Shakespeare's The Tempest takes place on a magical island. The story opens as a horrific storm causes a ship to crash stranding its men upon the shore of the island. As the weather clears, we learn that Prospero, guardian and ruler of the island, is the one who caused the storm (or tempest) in order to bring his brother Alphonso and his brother's men to the island. Having had past conflict between them, it is time for Prospero's revenge.
The next scene tells the story of Prospero and his daughter Miranda and how they came to the island 12 years before. With the help of Ariel, Prospero's magical chief agent and servant, the men from the ship were all brought to shore safely but split up into smaller groups throughout the island.
We learn that Ariel has been promised to be released from Prospero's hold if he completes these tasks without complaint. Then enters Caliban, chained to one place where he works for Prospero hauling wood and doing chores all day long. Caliban is the son of the witch Sycorax who locked up Ariel. When Prospero came to the island after Sycorax died, he freed Ariel to become his servant and took over Sycorax's son, Caliban, to be his servant.
Over the rest of the play, scenes play out leading to the confrontation between Prospero and his brother at the end. Prospero decides to let everyone free from his reign and makes amends with his family. Prospero gives his apology to all through the Epilogue and asks the audience to show their forgiveness by applauding.
Master Versus Servant Motif
The most obvious motif, or recurring literary device, that stands out in The Tempest is the theme of Master versus Servant. We clearly see from the very beginning that Prospero is a man of great power. He controls what happens on the island right down to the weather that causes his brother's ship to crash and leave its men stranded on shore.
With his power over everything on the island, we see several servants to Prospero, the first and foremost being Caliban. The Prospero-Caliban relationship is a negative example of the master-servant relationship. Prospero controls what Caliban does and keeps him locked up and constantly working for him. He even states that Caliban does not deserve to be treated as a human.
A more positive master-servant relationship is shown between Prospero and Ariel, the most magical character of the play in terms of being able to disappear and reappear as is convenient or needed and putting others in trances to do as Prospero wishes.
The Master-versus-Servant motif continues in a variety of other characters as well. Trinculo and Caliban literally crown Stefano at one point making him their king. Lastly, there is Alphonso and the power he keeps over his noblemen to get them to abide by his rules and do as he commands without questions.
Man or Monster Theme
One ever-present theme within The Tempest is that of Man or Monster. As the play progresses it can be extremely difficult to distinguish who is in fact man and who is monster and even who is a combination of the two. The most obvious in this case is Caliban. He both looks and acts like half man and half monster. The question here is what makes him a monster as opposed to a man? Prospero states that he stopped treating Caliban like a human when Caliban tried to rape his daughter, Miranda. So, in this case, did Caliban do this to act out against Prospero for keeping him tied up and trapped as a servant? Or did he do it out of a natural animalistic instinct? The line here between man and monster is almost indefinable. Caliban walks a thin line between both worlds.

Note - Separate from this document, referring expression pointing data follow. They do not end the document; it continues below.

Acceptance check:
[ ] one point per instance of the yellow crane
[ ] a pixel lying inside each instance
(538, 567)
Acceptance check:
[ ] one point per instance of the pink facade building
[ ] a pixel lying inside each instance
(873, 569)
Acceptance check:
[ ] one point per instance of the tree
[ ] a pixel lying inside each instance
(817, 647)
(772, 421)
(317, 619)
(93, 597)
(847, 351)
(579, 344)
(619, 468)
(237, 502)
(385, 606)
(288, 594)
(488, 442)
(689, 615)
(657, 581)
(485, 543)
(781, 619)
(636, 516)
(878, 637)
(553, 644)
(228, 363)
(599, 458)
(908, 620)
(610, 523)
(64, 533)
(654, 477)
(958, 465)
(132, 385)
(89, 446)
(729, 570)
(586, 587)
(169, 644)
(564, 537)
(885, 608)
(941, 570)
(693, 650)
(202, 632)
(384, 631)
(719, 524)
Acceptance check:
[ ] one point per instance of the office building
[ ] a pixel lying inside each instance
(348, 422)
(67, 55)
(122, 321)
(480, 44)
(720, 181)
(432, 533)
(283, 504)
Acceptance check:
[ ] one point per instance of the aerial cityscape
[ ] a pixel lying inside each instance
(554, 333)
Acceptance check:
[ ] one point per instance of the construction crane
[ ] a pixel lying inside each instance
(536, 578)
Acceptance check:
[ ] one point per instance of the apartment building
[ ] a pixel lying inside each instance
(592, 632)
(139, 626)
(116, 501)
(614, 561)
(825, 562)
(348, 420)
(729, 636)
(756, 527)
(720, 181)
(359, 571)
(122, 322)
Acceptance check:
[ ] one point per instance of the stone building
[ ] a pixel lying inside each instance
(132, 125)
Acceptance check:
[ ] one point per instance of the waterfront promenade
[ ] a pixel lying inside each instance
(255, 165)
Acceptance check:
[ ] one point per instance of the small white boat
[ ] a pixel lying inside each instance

This same theme could also concern Prospero. The things that he does to control and manipulate the other characters could categorize him as being part monster in manner.
Mysterious & Magical Sounds of the Island
A major underlying concept of The Tempest is the mysterious and magical sounds of the island. Right from the opening ship sequence and noises coming from within, we hear the sounds throughout the entire play. Many of the sounds and noises may not be as much of a mystery to the audience because we can see them coming from the various instruments played by Ariel. Ariel uses his music to overtake and control the actions of the characters on the island.
There is also a major speech made by Caliban to Trinculo and Stefano about how "the island is full of noises" and of their significance. They can be scary and comforting at the same time.
The entire underscore of the play, or sounds and noises of the island, are entrancing and allure the audience into the story of the island and its characters.